The reason buying the game in store is so important is because, at the end of the day, your local game store is a business. On a personal level, they want very much to support the community, and especially a community that supports them back! But on a professional level, they have to be able to pay their bills to continue doing that. Running events that have low to no profit margin (something that’s frustratingly common in this industry) means we need the players to make purchases to justify those events. If a majority of the players are buying everything online and not coming within two meters of the counter, we don’t see the need to carry the stock. If we aren’t carrying the stock, well, why would we run events for that game? Surely we could instead use that same play space for a different game that is going to be better for our store.

There just isn’t enough space.

Our store has the capacity to run one event at a time, so our challenge is scheduling them. We need to have them taking place during a time when players are available (typically evenings and weekends), but also fit within our opening hours wherever possible. Events on average run for 3-4 hours, so we can fit one event per day on weekends (where we are only open 5-6 hours a day, for reasons we discuss below). We normally close by 5pm or 6:30pm on weekdays too, so that makes things difficult. The result is that we do two events outside our normal opening times (Beginners D&D on Wednesdays, and Friday Night Magic on Fridays) and anything else takes place on the weekends. Pokemon runs every Sunday, leaving us one day – Saturday – for every other game we want to run. Most months have four Saturdays in them, meaning typically we can run four Saturday game events per month.

Now when we only have four Saturdays per month to fit in every other game we want to run, how do we choose? Our rotation typically reserves one Saturday for a Magic: The Gathering event (as we have a large number of players who have told us they can only do weekends). We also want to fit in Marvel Champions and RPG one shots as these are things we are regularly asked for by a large number of people, so that takes another two Saturday slots. The one slot left will often be aimed at some kind of board game event, but can vary depending on what else is going on (such as Free Comic Book Day, national holidays, prereleases, etc). It just doesn’t leave a lot of wiggle room to be adding in new games, particularly if we don’t know if there’s an audience!

So why not open more hours / do more evenings to fit in more events?

Short answer: work/life balance.

Long answer: Running a comic and game store involves a lot of work that isn’t seen by most people. With only two of us (and no capacity to hire anyone), most of that extra work has to be done outside our opening times, typically before we open in the morning or at home in the evenings. Additionally, this is an industry that has new releases every week of the year bar one (the time between Christmas and New Year is blissfully quiet), so taking a week off to recharge that energy is not an option. In fact, we typically only close our store when we have no realistic alternative, such as for significant physical or mental illness, emergencies, or circumstances completely out of our control, like comic delivery problems or extreme weather warnings.

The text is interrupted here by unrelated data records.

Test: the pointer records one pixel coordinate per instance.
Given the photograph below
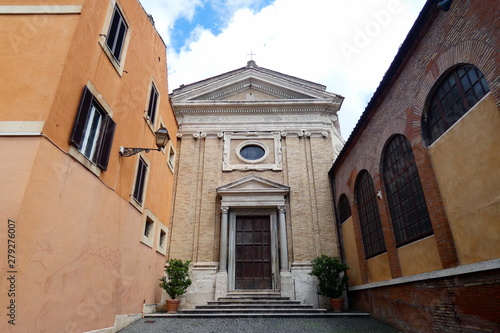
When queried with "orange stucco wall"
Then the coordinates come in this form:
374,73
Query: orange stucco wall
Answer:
378,268
473,208
351,253
419,257
80,259
79,256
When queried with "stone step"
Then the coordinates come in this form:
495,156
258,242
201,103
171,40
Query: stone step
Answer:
255,306
253,301
258,315
254,311
253,298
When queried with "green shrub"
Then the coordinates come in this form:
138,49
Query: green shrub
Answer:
332,278
177,280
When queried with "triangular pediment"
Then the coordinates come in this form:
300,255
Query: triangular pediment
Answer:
253,184
251,83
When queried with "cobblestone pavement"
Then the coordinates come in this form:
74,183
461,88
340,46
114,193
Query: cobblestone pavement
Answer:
260,325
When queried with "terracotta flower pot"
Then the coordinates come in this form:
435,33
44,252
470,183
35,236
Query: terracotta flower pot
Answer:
172,305
337,304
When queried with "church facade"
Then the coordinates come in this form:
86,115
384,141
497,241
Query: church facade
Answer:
253,203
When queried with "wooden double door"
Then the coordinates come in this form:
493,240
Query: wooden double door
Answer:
253,257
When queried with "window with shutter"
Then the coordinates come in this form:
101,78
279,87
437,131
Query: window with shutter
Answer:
116,34
153,103
93,131
140,181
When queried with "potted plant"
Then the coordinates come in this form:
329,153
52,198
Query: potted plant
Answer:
332,279
176,282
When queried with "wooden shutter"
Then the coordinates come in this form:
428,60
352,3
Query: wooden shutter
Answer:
105,143
81,118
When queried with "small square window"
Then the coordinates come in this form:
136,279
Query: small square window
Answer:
162,240
148,228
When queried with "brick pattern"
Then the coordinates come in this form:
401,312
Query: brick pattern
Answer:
466,34
467,303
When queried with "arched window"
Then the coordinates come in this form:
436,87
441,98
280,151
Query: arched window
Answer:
410,218
369,217
459,91
344,208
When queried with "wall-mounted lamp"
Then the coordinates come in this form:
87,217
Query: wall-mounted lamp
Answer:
445,5
161,137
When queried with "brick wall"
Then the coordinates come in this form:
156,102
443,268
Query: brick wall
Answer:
466,303
466,34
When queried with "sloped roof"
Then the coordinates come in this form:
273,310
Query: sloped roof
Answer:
258,82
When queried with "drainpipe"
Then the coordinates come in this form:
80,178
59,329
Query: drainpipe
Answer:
338,226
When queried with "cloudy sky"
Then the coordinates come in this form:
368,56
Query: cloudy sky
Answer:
345,45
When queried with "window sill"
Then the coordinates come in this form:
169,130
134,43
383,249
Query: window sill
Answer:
147,241
84,161
118,66
137,205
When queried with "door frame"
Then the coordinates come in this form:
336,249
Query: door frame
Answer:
273,220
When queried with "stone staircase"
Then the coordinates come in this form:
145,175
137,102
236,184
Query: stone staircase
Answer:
254,304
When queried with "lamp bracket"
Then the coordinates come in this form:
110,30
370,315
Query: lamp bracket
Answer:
126,152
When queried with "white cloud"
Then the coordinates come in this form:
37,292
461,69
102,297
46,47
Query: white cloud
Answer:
345,45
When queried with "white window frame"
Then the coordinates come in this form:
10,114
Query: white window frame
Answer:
118,65
162,249
133,201
152,122
171,156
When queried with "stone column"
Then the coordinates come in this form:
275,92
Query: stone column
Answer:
223,239
283,242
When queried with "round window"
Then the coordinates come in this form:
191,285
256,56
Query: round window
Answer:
252,152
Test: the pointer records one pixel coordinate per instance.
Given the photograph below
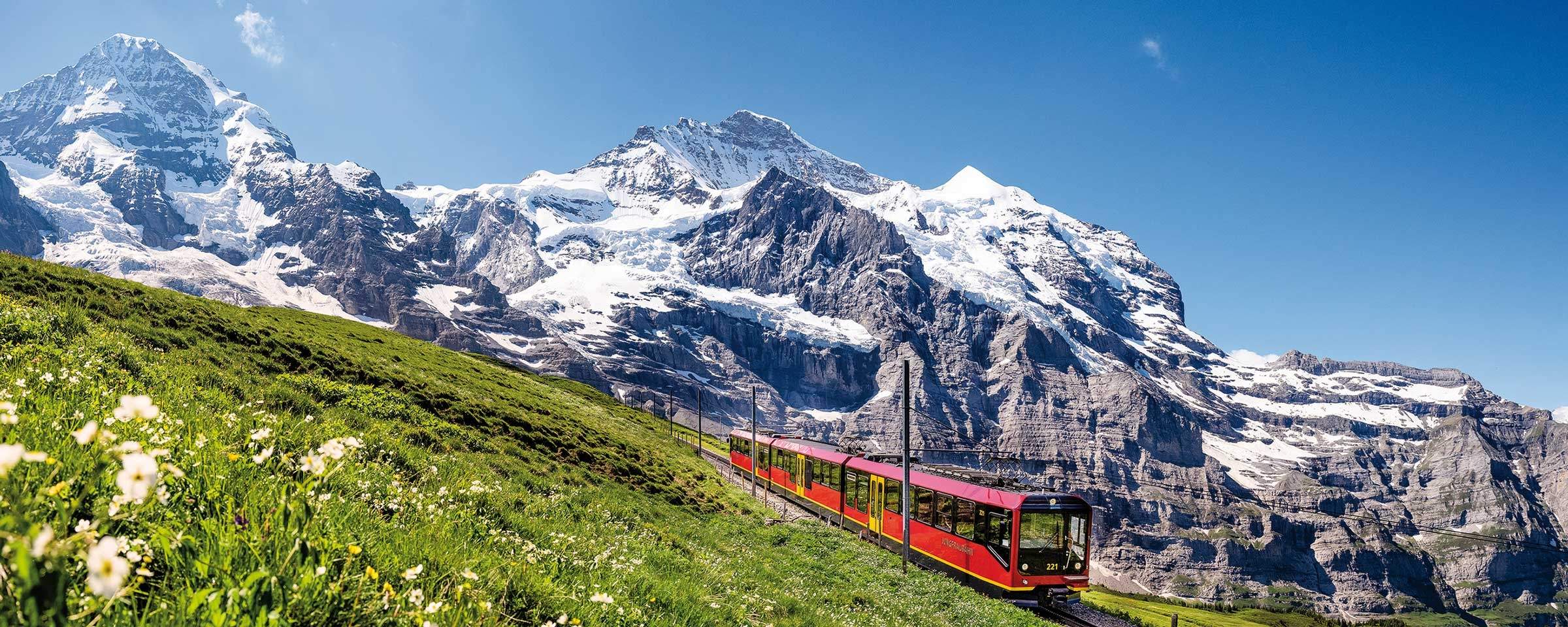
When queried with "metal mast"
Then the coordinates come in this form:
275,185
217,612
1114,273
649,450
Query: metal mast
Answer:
904,488
753,441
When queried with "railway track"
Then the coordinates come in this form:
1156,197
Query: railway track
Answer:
1073,617
1062,615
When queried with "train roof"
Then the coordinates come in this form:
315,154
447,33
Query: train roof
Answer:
1010,499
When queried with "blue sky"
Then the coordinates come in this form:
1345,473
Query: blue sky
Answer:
1362,181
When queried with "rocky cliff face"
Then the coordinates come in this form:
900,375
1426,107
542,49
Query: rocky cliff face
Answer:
723,257
21,226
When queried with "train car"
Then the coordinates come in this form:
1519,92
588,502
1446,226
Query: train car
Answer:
1029,547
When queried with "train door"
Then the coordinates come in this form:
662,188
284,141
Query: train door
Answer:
874,508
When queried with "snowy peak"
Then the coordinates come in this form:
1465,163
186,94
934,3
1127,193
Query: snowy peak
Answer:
738,151
143,99
970,182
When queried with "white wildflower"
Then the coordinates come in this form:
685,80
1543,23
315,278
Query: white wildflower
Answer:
312,464
134,408
41,541
106,568
137,475
10,455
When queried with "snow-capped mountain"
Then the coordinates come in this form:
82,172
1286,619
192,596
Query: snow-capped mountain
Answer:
720,257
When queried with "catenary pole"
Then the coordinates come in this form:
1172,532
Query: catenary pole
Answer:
904,488
753,441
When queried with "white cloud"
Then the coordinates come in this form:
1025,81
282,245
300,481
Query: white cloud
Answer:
1156,51
1253,359
259,35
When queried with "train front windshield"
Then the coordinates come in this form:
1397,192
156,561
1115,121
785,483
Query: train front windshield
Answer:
1053,541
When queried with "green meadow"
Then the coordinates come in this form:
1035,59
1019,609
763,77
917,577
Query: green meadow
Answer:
176,461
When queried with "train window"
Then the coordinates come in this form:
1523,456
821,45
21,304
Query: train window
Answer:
923,506
1000,527
1051,541
945,511
965,519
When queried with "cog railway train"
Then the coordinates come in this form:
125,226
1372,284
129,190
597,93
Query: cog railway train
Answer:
1028,547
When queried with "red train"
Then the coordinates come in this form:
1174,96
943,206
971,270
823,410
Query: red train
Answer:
1028,547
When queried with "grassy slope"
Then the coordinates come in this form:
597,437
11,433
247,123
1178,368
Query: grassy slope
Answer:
1156,613
519,496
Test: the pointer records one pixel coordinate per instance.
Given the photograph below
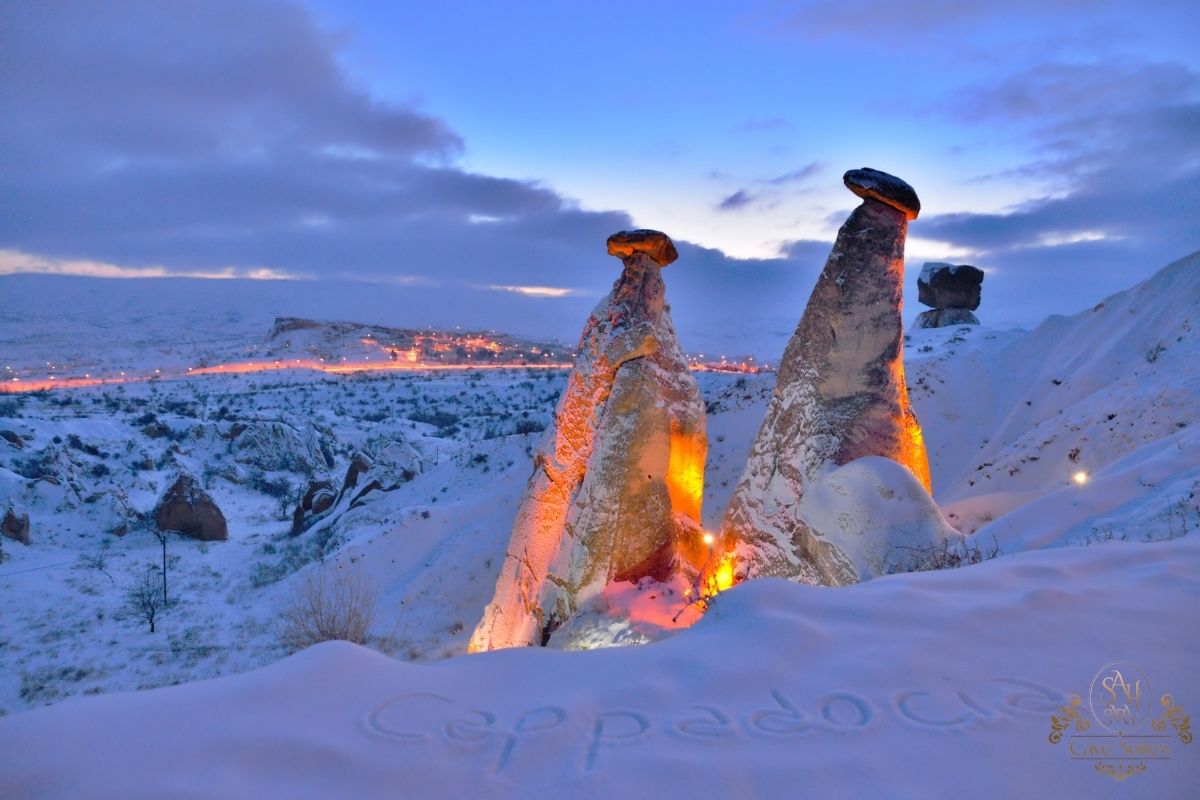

Adding additional hours across the week would mean pushing all the things that can’t be done while we’re open to a different time in that week – and since every day is pretty much a full day, that would require me to work on my day off. While I will give a lot of my time and energy to the store and the community, losing my one day off a week is likely to lead to complete burn out – at which point we wouldn’t be able to run any events at all.

The best way to see the events you want in store is to talk to your local store.

If you want to play a particular game in store, tell the store you want it. Turn up if they run it. Order that game from them, or buy it from them if it’s already in stock. Encourage other players you know to do the same. Do all these things regularly, so they know your interest is genuine. If you have the time, energy, and inclination, ask how you can help them build the community further. All of these things will help your local store and other local players, and help you have more events to play in!